The rapid increase in the prevalence of antibiotic-resistant bacterial strains poses a global health risk. In this scenario, alternative strategies are needed to combat the alarming rise in multidrug-resistant bacterial populations. For example, metal-incorporated graphene derivatives have emerged as model nanomaterials owing to their intrinsic antibacterial activity together with their biocompatibility. Interestingly, photon-activated phthalocyanine sensitizers have also shown promising physiochemical biocidal effects against pathogenic bacteria populations when conjugated with diverse nanomaterials. Herein, we report the facile synthesis of graphene oxide incorporated zinc phthalocyanine (ZnPc–GO) nanohybrids showing bactericidal activity against Gram-negative Escherichia coli (E. coli) cells, in the absence of any photo-excitation. The ZnPc–GO hybrid nanomaterials were synthesized by the in situ deposition of GO flakes on ZnPc-coated indium tin oxide (ITO) substrates.

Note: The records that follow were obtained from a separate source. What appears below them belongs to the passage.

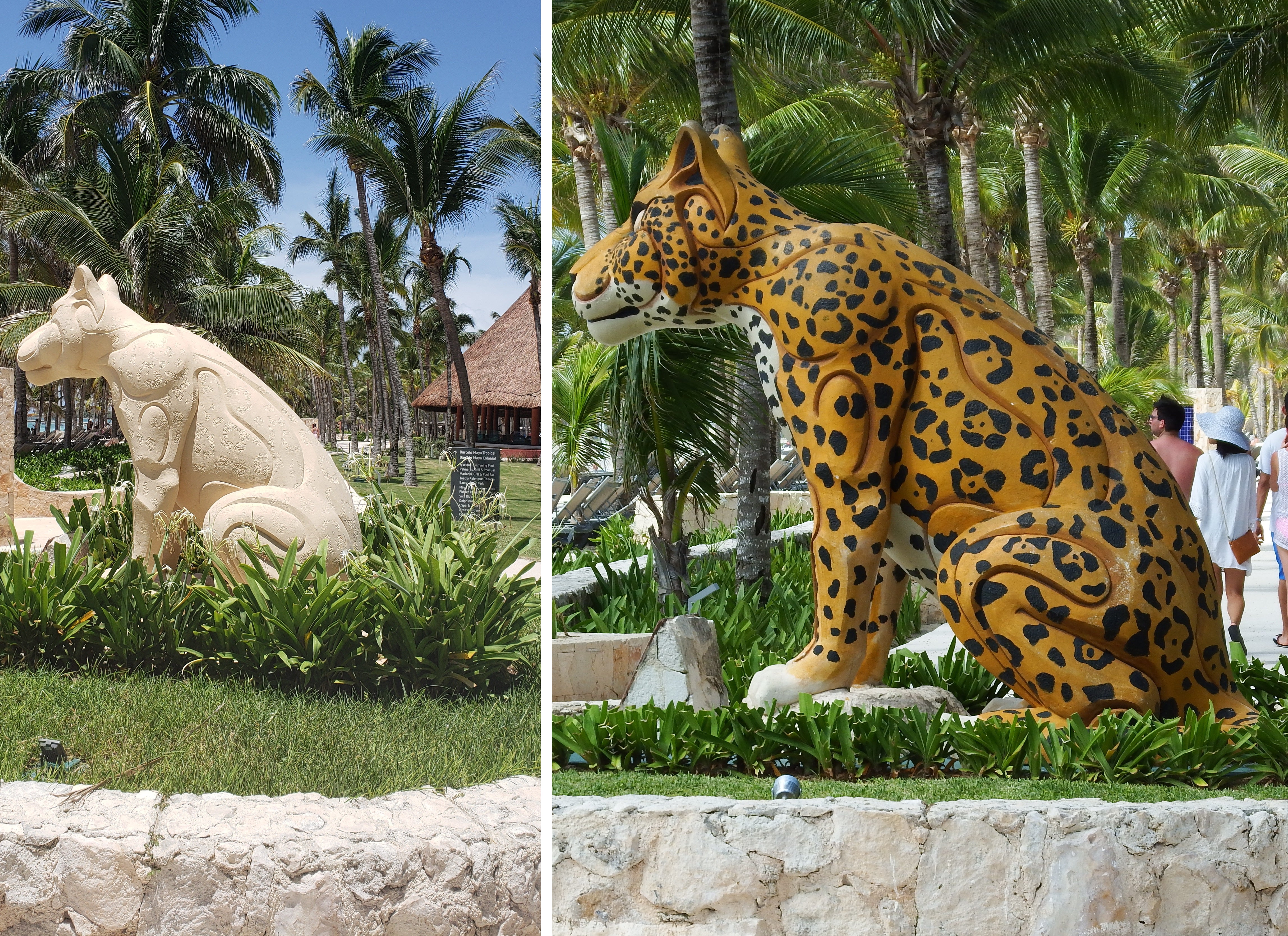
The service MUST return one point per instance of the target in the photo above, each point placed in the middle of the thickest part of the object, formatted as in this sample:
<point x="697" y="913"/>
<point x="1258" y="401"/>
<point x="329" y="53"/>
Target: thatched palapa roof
<point x="503" y="365"/>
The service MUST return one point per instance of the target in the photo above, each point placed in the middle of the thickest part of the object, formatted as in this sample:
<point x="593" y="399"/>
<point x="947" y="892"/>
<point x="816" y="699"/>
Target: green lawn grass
<point x="262" y="742"/>
<point x="521" y="481"/>
<point x="581" y="783"/>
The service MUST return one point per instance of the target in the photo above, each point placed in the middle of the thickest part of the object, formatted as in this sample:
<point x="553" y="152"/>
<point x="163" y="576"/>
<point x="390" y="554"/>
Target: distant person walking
<point x="1278" y="479"/>
<point x="1224" y="502"/>
<point x="1274" y="443"/>
<point x="1179" y="456"/>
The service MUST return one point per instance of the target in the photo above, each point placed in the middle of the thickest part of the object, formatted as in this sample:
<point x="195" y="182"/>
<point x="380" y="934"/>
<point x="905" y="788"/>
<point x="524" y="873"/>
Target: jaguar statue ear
<point x="696" y="168"/>
<point x="86" y="288"/>
<point x="730" y="145"/>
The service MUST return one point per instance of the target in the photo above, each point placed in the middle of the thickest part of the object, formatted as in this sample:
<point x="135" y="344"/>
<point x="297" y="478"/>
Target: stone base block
<point x="680" y="664"/>
<point x="595" y="667"/>
<point x="840" y="867"/>
<point x="422" y="862"/>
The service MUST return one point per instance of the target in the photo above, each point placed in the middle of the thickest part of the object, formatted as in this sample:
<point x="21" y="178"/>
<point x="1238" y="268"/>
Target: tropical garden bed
<point x="232" y="737"/>
<point x="417" y="666"/>
<point x="741" y="746"/>
<point x="521" y="487"/>
<point x="92" y="467"/>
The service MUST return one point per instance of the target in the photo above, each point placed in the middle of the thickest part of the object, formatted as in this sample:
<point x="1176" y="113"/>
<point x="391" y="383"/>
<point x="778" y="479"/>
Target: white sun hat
<point x="1225" y="426"/>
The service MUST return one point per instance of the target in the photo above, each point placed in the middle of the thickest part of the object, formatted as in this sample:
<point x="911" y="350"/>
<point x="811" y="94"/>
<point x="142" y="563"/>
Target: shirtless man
<point x="1179" y="456"/>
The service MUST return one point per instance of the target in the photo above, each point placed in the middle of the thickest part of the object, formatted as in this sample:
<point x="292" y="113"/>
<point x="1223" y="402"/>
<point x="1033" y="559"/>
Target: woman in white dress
<point x="1224" y="502"/>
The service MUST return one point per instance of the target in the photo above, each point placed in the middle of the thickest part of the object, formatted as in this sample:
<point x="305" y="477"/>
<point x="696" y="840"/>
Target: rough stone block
<point x="665" y="867"/>
<point x="594" y="667"/>
<point x="420" y="862"/>
<point x="680" y="664"/>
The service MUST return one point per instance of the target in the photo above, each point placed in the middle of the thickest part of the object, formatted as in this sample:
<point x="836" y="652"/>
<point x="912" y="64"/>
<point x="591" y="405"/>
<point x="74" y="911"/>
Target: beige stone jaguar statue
<point x="205" y="434"/>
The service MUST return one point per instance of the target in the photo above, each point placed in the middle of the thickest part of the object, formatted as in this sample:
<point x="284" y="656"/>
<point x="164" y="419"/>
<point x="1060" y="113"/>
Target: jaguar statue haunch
<point x="945" y="440"/>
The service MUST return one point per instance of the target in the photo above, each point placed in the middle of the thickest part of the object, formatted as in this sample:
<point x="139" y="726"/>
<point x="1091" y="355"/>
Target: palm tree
<point x="392" y="258"/>
<point x="674" y="413"/>
<point x="758" y="435"/>
<point x="326" y="242"/>
<point x="579" y="395"/>
<point x="323" y="322"/>
<point x="433" y="169"/>
<point x="1094" y="176"/>
<point x="24" y="115"/>
<point x="521" y="243"/>
<point x="178" y="256"/>
<point x="146" y="66"/>
<point x="364" y="72"/>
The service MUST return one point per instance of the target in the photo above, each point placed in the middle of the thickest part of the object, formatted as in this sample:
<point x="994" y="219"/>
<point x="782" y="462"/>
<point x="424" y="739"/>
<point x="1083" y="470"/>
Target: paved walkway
<point x="1261" y="621"/>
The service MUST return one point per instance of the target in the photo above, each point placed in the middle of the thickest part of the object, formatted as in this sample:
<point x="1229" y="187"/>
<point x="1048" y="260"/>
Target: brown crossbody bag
<point x="1246" y="546"/>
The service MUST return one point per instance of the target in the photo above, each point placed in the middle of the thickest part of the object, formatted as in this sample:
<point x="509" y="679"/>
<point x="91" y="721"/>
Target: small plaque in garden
<point x="476" y="474"/>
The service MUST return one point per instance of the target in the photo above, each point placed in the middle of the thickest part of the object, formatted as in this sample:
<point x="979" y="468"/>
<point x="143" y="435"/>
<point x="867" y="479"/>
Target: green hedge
<point x="101" y="462"/>
<point x="424" y="606"/>
<point x="824" y="740"/>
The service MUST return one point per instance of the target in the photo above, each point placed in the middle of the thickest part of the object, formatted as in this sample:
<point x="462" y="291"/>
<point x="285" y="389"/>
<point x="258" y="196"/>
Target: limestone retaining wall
<point x="415" y="863"/>
<point x="706" y="867"/>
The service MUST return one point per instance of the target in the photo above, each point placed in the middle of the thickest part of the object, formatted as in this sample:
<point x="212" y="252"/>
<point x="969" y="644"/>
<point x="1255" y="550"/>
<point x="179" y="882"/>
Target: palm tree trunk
<point x="713" y="61"/>
<point x="1021" y="282"/>
<point x="977" y="260"/>
<point x="586" y="205"/>
<point x="68" y="412"/>
<point x="1122" y="348"/>
<point x="1032" y="137"/>
<point x="939" y="195"/>
<point x="383" y="320"/>
<point x="1214" y="256"/>
<point x="1261" y="399"/>
<point x="993" y="254"/>
<point x="1090" y="345"/>
<point x="1174" y="345"/>
<point x="1197" y="261"/>
<point x="344" y="354"/>
<point x="20" y="410"/>
<point x="758" y="436"/>
<point x="535" y="300"/>
<point x="432" y="258"/>
<point x="378" y="384"/>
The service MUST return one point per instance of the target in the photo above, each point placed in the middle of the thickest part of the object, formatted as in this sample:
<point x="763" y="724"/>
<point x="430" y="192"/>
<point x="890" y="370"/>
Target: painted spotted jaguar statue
<point x="945" y="440"/>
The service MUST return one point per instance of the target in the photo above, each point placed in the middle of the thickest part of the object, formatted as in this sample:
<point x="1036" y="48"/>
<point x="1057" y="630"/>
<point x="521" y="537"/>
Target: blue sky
<point x="281" y="43"/>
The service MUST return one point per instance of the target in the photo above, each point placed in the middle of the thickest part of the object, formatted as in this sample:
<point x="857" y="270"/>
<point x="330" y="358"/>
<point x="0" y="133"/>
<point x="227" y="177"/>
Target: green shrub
<point x="427" y="606"/>
<point x="104" y="463"/>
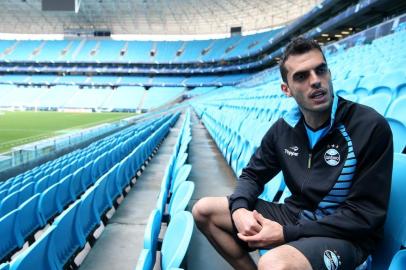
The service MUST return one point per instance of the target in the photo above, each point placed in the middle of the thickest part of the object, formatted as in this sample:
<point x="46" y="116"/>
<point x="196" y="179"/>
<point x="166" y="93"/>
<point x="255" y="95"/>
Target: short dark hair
<point x="298" y="45"/>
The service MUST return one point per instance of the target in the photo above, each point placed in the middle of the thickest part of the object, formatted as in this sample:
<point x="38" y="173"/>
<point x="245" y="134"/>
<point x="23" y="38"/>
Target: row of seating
<point x="133" y="51"/>
<point x="55" y="189"/>
<point x="276" y="190"/>
<point x="53" y="250"/>
<point x="173" y="198"/>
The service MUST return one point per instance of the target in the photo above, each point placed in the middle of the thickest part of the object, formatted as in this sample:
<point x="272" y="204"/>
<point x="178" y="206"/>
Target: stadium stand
<point x="80" y="191"/>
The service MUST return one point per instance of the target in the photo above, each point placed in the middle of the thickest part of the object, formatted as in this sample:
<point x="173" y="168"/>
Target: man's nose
<point x="314" y="80"/>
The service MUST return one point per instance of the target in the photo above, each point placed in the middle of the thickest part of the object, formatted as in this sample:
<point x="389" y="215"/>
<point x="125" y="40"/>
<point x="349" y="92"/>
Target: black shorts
<point x="321" y="252"/>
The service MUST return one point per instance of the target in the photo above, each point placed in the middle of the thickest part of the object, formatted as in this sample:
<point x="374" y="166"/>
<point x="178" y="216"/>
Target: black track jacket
<point x="340" y="188"/>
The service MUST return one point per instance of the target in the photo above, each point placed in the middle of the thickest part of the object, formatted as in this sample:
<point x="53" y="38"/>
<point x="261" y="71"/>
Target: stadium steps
<point x="212" y="177"/>
<point x="121" y="242"/>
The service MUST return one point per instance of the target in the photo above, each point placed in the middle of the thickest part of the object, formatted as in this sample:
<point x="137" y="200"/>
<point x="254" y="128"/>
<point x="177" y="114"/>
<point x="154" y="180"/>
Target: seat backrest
<point x="181" y="197"/>
<point x="63" y="247"/>
<point x="181" y="176"/>
<point x="151" y="232"/>
<point x="272" y="187"/>
<point x="380" y="102"/>
<point x="9" y="234"/>
<point x="29" y="217"/>
<point x="176" y="240"/>
<point x="395" y="225"/>
<point x="397" y="109"/>
<point x="36" y="254"/>
<point x="399" y="261"/>
<point x="399" y="134"/>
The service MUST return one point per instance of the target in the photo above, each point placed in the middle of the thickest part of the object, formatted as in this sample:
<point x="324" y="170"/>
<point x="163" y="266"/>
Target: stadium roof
<point x="158" y="17"/>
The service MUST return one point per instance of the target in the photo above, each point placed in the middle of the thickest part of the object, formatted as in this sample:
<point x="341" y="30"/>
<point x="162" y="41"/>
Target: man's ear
<point x="285" y="89"/>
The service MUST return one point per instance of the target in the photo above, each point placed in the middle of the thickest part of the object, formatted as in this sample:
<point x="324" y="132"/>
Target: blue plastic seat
<point x="176" y="240"/>
<point x="102" y="199"/>
<point x="48" y="204"/>
<point x="77" y="186"/>
<point x="399" y="261"/>
<point x="180" y="177"/>
<point x="37" y="254"/>
<point x="181" y="197"/>
<point x="180" y="161"/>
<point x="395" y="225"/>
<point x="397" y="110"/>
<point x="399" y="135"/>
<point x="271" y="188"/>
<point x="146" y="260"/>
<point x="62" y="248"/>
<point x="64" y="191"/>
<point x="87" y="214"/>
<point x="29" y="217"/>
<point x="10" y="235"/>
<point x="41" y="184"/>
<point x="151" y="233"/>
<point x="9" y="203"/>
<point x="380" y="102"/>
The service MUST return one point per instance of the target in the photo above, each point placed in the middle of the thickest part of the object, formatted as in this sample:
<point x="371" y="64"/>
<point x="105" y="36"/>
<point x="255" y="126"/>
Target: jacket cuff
<point x="291" y="233"/>
<point x="238" y="203"/>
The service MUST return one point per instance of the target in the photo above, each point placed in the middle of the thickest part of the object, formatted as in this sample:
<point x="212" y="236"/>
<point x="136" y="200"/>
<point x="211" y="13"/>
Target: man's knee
<point x="206" y="209"/>
<point x="201" y="211"/>
<point x="283" y="257"/>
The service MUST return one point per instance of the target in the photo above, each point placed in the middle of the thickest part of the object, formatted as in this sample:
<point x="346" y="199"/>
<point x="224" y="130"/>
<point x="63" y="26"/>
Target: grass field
<point x="17" y="128"/>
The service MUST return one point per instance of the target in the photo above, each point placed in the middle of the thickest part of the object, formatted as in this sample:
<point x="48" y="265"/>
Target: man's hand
<point x="245" y="222"/>
<point x="270" y="234"/>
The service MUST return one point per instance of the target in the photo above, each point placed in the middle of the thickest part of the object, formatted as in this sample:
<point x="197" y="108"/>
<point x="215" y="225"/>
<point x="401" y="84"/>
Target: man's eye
<point x="300" y="76"/>
<point x="321" y="70"/>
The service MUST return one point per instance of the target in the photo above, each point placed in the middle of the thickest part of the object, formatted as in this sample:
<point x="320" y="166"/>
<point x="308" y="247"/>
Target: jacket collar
<point x="293" y="117"/>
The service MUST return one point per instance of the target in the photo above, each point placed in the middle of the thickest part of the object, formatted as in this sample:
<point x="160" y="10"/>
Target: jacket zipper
<point x="309" y="161"/>
<point x="309" y="165"/>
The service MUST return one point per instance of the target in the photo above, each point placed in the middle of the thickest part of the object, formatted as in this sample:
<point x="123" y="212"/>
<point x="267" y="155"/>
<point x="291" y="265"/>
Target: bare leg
<point x="213" y="219"/>
<point x="284" y="257"/>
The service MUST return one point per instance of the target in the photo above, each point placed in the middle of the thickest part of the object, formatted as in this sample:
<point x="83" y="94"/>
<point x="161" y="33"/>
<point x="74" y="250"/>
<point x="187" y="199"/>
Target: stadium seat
<point x="275" y="185"/>
<point x="28" y="217"/>
<point x="181" y="197"/>
<point x="395" y="225"/>
<point x="62" y="248"/>
<point x="380" y="101"/>
<point x="397" y="110"/>
<point x="87" y="214"/>
<point x="180" y="177"/>
<point x="399" y="261"/>
<point x="49" y="204"/>
<point x="176" y="240"/>
<point x="399" y="134"/>
<point x="10" y="235"/>
<point x="36" y="254"/>
<point x="42" y="184"/>
<point x="151" y="233"/>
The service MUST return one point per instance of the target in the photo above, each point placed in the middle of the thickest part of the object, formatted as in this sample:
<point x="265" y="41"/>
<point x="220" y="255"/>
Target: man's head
<point x="306" y="76"/>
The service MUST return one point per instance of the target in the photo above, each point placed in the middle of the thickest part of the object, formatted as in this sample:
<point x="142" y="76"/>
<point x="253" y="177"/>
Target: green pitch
<point x="17" y="128"/>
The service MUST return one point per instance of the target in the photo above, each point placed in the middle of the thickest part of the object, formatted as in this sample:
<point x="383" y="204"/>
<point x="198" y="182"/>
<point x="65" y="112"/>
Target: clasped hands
<point x="256" y="230"/>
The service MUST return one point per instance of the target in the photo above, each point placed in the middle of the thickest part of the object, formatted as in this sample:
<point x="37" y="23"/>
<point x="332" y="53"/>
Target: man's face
<point x="309" y="81"/>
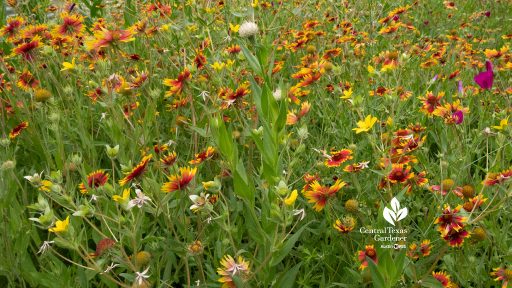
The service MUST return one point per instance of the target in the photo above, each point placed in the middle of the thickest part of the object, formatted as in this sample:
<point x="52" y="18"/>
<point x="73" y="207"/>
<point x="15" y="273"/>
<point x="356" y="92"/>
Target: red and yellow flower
<point x="137" y="171"/>
<point x="230" y="268"/>
<point x="176" y="85"/>
<point x="72" y="25"/>
<point x="16" y="131"/>
<point x="345" y="225"/>
<point x="104" y="38"/>
<point x="370" y="252"/>
<point x="319" y="194"/>
<point x="502" y="274"/>
<point x="95" y="179"/>
<point x="203" y="156"/>
<point x="451" y="220"/>
<point x="497" y="178"/>
<point x="338" y="157"/>
<point x="400" y="173"/>
<point x="179" y="181"/>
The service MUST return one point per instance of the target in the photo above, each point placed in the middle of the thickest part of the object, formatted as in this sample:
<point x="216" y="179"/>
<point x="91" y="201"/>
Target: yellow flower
<point x="503" y="124"/>
<point x="68" y="66"/>
<point x="291" y="199"/>
<point x="347" y="94"/>
<point x="234" y="28"/>
<point x="366" y="125"/>
<point x="218" y="66"/>
<point x="46" y="185"/>
<point x="60" y="226"/>
<point x="371" y="70"/>
<point x="124" y="198"/>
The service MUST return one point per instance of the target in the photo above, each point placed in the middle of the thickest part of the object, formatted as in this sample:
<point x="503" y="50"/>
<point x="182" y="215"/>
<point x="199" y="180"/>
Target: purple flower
<point x="458" y="117"/>
<point x="461" y="88"/>
<point x="485" y="79"/>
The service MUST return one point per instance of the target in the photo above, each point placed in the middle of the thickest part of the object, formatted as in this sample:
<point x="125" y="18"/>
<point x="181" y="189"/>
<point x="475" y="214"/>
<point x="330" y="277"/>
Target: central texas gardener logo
<point x="394" y="214"/>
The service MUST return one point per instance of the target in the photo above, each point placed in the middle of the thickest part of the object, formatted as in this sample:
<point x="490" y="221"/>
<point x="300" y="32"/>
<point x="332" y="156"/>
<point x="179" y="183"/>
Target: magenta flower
<point x="458" y="117"/>
<point x="485" y="79"/>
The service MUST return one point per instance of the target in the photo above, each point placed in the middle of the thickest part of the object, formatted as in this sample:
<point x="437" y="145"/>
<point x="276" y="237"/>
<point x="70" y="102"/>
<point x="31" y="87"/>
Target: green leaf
<point x="431" y="282"/>
<point x="285" y="248"/>
<point x="377" y="278"/>
<point x="253" y="61"/>
<point x="287" y="278"/>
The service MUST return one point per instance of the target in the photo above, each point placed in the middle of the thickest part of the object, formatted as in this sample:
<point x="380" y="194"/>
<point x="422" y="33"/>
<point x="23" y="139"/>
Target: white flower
<point x="109" y="268"/>
<point x="364" y="165"/>
<point x="138" y="201"/>
<point x="204" y="95"/>
<point x="277" y="94"/>
<point x="248" y="29"/>
<point x="45" y="246"/>
<point x="141" y="276"/>
<point x="199" y="201"/>
<point x="301" y="213"/>
<point x="36" y="178"/>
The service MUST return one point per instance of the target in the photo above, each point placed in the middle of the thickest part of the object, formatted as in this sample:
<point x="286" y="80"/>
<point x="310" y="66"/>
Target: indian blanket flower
<point x="338" y="157"/>
<point x="430" y="102"/>
<point x="26" y="81"/>
<point x="291" y="198"/>
<point x="319" y="194"/>
<point x="176" y="85"/>
<point x="72" y="25"/>
<point x="11" y="29"/>
<point x="443" y="278"/>
<point x="450" y="220"/>
<point x="95" y="179"/>
<point x="497" y="178"/>
<point x="248" y="29"/>
<point x="229" y="268"/>
<point x="452" y="113"/>
<point x="366" y="124"/>
<point x="474" y="203"/>
<point x="229" y="96"/>
<point x="503" y="124"/>
<point x="27" y="49"/>
<point x="356" y="167"/>
<point x="203" y="156"/>
<point x="16" y="131"/>
<point x="179" y="181"/>
<point x="60" y="226"/>
<point x="502" y="274"/>
<point x="169" y="159"/>
<point x="345" y="225"/>
<point x="456" y="238"/>
<point x="199" y="201"/>
<point x="486" y="78"/>
<point x="370" y="252"/>
<point x="122" y="198"/>
<point x="68" y="66"/>
<point x="414" y="252"/>
<point x="138" y="201"/>
<point x="136" y="171"/>
<point x="400" y="173"/>
<point x="104" y="38"/>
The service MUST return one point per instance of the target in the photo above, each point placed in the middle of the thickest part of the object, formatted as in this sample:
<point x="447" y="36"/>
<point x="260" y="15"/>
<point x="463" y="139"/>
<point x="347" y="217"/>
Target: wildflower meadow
<point x="252" y="143"/>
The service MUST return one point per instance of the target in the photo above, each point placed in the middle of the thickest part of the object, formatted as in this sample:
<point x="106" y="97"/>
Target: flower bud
<point x="112" y="152"/>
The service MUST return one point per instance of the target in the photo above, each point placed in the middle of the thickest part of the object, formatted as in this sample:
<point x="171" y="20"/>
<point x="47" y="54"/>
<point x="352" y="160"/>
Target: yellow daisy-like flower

Two types of morphologically different ZnPc molecules, potato-chip-like α-phase ZnPc, namely ZnPc(A), and nanorod-like β-phase ZnPc(B), were used for the synthesis of the ZnPc(A/B)–GO nanocomposites. The interactions of GO with the underlying ZnPc(A/B) entities in the ZnPc–GO systems were investigated using multiple characterization techniques. It was observed that the GO flakes in the ZnPc(B)–GO nanocomposite possess stronger π–π interactions and thus show a more efficient electron transfer mechanism when compared with the ZnPc(A) counterpart. Furthermore, the E. coli bacterial cells with an electronegative surface demonstrated a profound adherence to the electron-withdrawing ZnPc(B)–GO surface. The death kinetics of bacteria with ZnPc(B)–GO were further investigated using surface potential mapping and Kelvin probe force microscopy (KPFM) analysis. Upon direct contact with ZnPc(B)–GO, the adhered bacterial cells showed outer cell deformation and membrane protein leakage, induced by a proposed charge-transfer mechanism between negatively charged cells and the electron-withdrawing ZnPc(B)–GO surface. These new findings may provide insights into the design of potential ZnPc–GO-based novel antimicrobial nanomaterials or surface coatings.